— Вы подозреваете, что он в чем-то таком замешан?
— Да. И Больдони тоже.
— Вы из-за этого разлучили меня с Джузеппе?
— Отчасти, — признался Балетти, потянувшись за тростью с серебряным набалдашником. — Но есть и другая причина.
— И какая же? — спросила Мери, у которой сердце готово было выскочить из груди.
Балетти подошел к ней вплотную, с беспредельной нежностью взял ее руку и, как любил делать и часто делал, коснулся губами запястья, там, где под кожей виднелись голубые жилки. И, как всегда, Мери задрожала с головы до пят.
— Чуть позже, — пообещал он. — Время придет. Доверьтесь мне.
Она кивнула, хотя у нее, казалось, больше не оставалось сил ждать и терпеть. И все же она вместе с тем и наслаждалась этим ожиданием, словно блаженно и мучительно недоступным лакомством.
Часом позже они сидели в курительной комнате в доме посла Франции среди патрициев и их жен.
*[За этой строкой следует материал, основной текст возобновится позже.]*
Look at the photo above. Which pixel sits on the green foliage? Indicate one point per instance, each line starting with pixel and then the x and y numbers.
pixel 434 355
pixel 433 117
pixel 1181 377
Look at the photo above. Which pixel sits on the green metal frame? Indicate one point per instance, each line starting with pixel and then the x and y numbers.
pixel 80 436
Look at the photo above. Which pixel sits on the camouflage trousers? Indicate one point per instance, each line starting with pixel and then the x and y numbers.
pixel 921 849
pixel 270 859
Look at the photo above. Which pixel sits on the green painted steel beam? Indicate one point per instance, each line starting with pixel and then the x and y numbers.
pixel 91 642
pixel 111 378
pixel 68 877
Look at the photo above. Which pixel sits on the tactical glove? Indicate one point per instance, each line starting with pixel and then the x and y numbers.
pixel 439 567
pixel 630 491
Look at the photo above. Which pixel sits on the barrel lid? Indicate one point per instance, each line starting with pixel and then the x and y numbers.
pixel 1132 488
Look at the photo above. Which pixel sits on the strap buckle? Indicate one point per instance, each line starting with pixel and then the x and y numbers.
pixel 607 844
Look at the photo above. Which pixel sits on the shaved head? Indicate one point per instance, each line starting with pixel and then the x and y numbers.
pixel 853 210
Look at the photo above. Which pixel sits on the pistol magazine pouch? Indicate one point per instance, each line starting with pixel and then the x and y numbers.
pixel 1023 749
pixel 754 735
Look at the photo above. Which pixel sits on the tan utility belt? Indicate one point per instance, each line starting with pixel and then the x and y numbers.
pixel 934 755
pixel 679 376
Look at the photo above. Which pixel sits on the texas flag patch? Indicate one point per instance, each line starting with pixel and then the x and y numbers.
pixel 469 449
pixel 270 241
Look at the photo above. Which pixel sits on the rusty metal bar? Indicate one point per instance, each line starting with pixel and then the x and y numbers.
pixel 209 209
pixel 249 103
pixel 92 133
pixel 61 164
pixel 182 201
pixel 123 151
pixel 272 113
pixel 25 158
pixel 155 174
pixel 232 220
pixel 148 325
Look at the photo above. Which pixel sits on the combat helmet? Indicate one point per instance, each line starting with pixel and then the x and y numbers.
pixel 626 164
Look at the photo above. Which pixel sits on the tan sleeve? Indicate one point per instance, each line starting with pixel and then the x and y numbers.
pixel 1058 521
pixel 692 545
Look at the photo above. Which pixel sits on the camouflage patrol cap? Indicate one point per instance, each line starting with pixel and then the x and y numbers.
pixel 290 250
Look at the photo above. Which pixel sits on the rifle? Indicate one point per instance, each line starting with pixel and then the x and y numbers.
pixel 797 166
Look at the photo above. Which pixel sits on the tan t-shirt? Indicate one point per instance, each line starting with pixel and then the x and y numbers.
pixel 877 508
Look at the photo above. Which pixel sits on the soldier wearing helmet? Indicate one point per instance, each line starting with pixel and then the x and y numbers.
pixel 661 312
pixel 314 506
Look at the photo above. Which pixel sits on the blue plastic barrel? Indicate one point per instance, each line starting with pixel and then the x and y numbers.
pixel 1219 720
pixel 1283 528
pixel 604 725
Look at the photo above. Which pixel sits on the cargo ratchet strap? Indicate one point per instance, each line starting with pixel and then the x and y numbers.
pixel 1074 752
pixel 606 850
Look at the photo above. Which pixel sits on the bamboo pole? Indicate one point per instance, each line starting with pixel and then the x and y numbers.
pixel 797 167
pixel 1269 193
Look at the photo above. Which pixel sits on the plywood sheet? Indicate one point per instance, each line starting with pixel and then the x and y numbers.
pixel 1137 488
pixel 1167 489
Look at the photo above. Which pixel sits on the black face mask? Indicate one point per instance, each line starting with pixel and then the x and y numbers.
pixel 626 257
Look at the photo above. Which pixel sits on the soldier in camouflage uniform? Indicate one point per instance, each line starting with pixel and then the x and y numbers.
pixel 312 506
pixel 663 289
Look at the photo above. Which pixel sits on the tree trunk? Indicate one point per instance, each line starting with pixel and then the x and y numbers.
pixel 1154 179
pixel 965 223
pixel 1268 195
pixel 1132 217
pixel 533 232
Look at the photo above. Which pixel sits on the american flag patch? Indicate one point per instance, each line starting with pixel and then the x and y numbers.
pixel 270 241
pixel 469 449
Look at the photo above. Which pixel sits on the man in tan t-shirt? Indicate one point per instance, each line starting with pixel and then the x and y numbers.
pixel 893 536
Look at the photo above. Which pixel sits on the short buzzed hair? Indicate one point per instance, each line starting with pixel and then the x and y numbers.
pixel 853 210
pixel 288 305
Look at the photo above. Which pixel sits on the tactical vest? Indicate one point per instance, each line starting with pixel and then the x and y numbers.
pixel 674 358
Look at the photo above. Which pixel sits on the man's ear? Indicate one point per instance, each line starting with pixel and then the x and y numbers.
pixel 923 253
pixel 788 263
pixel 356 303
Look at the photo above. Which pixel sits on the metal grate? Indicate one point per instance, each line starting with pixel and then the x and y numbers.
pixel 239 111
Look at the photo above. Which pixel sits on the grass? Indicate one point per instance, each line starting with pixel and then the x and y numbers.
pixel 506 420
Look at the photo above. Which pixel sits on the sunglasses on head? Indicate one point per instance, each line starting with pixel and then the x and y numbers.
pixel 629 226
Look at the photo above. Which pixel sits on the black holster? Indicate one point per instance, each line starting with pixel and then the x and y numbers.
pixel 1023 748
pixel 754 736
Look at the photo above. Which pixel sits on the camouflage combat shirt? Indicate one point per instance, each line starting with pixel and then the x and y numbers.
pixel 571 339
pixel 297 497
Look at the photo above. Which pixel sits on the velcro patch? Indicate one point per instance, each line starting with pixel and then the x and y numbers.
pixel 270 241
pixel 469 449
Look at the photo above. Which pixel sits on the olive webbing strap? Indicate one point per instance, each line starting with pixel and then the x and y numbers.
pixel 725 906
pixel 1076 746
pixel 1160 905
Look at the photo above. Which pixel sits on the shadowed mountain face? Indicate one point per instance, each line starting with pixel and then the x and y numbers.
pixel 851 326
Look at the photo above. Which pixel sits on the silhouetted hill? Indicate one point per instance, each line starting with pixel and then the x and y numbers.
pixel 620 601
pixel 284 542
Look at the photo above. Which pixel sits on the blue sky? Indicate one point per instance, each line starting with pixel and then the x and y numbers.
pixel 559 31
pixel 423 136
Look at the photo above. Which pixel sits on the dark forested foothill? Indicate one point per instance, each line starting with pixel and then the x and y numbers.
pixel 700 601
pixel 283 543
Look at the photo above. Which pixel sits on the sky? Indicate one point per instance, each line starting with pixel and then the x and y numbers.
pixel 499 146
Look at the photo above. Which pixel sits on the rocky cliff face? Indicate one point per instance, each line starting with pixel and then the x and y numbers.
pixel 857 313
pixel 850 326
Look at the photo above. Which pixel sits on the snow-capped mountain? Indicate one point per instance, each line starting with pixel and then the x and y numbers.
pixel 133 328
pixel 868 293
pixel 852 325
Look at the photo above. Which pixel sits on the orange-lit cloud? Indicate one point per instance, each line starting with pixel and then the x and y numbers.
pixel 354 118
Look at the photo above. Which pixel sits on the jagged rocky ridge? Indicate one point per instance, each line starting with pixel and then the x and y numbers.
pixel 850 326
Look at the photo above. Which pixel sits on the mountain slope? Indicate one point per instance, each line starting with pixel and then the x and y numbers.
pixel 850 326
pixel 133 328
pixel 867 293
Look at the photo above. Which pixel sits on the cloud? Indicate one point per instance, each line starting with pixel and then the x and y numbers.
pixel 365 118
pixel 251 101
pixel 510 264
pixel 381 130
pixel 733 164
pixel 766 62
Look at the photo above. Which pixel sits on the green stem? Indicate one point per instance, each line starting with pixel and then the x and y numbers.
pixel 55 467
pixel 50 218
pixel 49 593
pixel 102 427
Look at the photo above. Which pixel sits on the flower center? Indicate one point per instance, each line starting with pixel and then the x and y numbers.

Признания Балетти пробудили у Мери интерес к этому визиту, и теперь, вместо того чтобы, по обыкновению своему, томно раскинуться на диване и грезить, она внимательно прислушивалась ко всему, что говорилось вокруг. Как это часто бывало, перед тем как заговорить о любви, некоторое время собравшиеся обсуждали политические новости. Главным предметом обсуждения были маневры Форбена в Адриатическом море.
Казалось, Балетти с каким-то тайным наслаждением снова и снова к ним возвращался, приводя в смятение посла. Того всякий раз бросало в жар, по круглому лицу ползли соленые струйки пота, никак не сочетавшиеся с елейным тоном, каким он вел все разговоры на эту тему. Мери, тоже получавшая от этой игры удовольствие, с безупречно простодушным видом принялась невинно его подначивать.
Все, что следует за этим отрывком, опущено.